5. Es ist weder das Ziel der Humanistischen Union, irgendeine christliche oder nichtchristliche Glaubensüberzeugung zu bekämpfen oder zu propagieren noch diese verschiedenen Glaubensüberzeugungen etwa zu Gunsten eines „humanistischen Glaubens“ einzuebnen. Die Humanistische Union bejaht die Existenz der christlichen Kirchen und hält es für selbstverständlich, daß diese ihre Vorstellungen auch „im öffentlichen Raum“ zur Geltung zu bringen versuchen. Sie wird sich in keine antichristliche Frontstellung drängen lassen, sondern will die demokratisch und human gesinnten Bekenner aller religiösen und westanschaulichen Standpunkte vereinen, um totalitäre Bestrebungen in jedem Lager zu bekämpfen.
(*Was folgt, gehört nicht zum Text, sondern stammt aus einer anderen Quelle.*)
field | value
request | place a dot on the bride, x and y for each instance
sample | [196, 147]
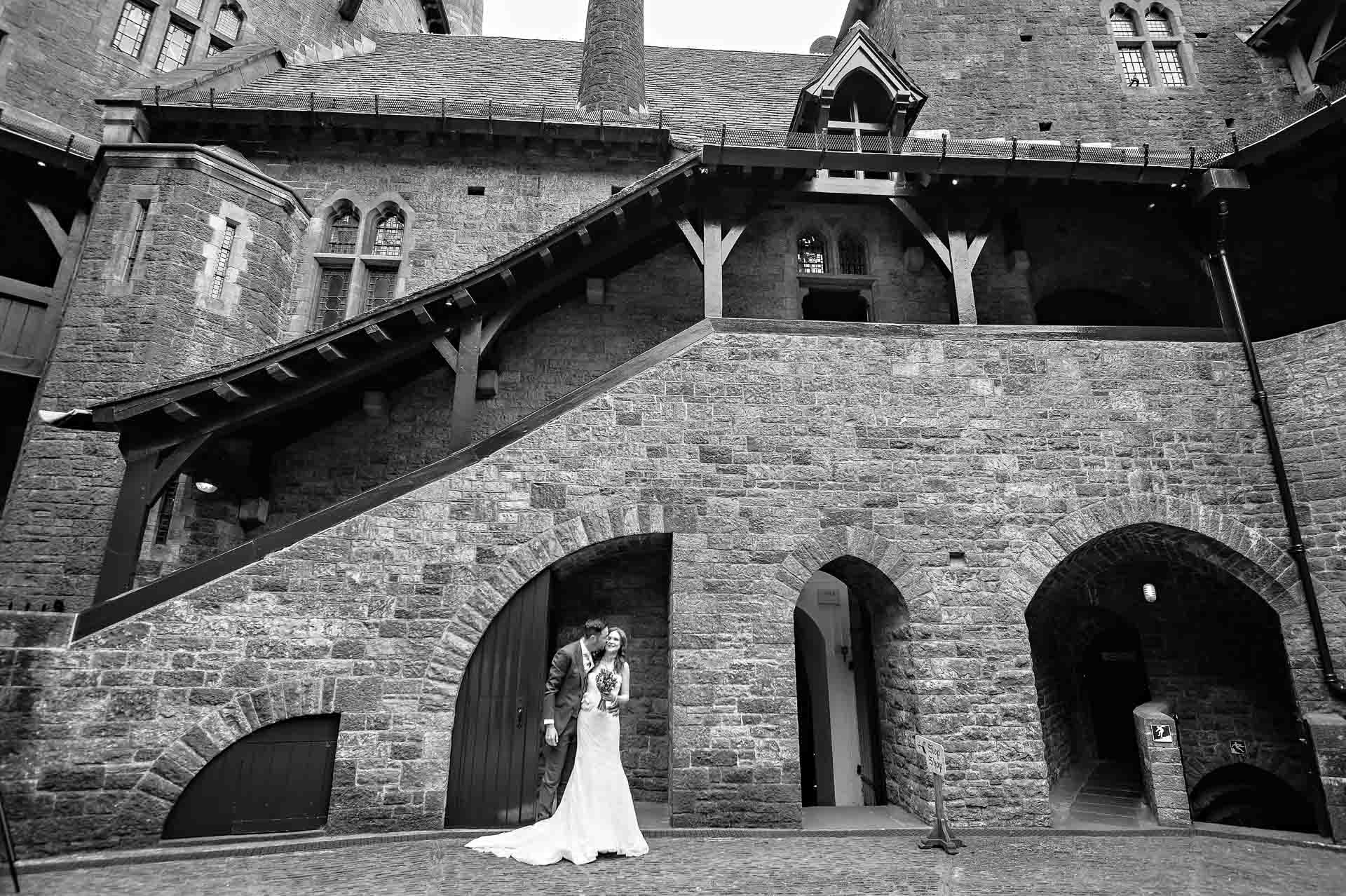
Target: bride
[597, 814]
Die Kritik der Humanistischen Union an bestimmten Vorgängen im christlichen Lager galt und gilt ausschließlich politischen Forderungen und Bestrebungen, nämlich solchen, die die Glaubens- und Lebensrechte der nichtchristlichen Bürger der Bundesrepublik bedrohen oder geeignet sind, die freie Entfaltung der menschlichen Person, die Freiheit der Information, der Kunst und Wissenschaft überhaupt, einzuschränken.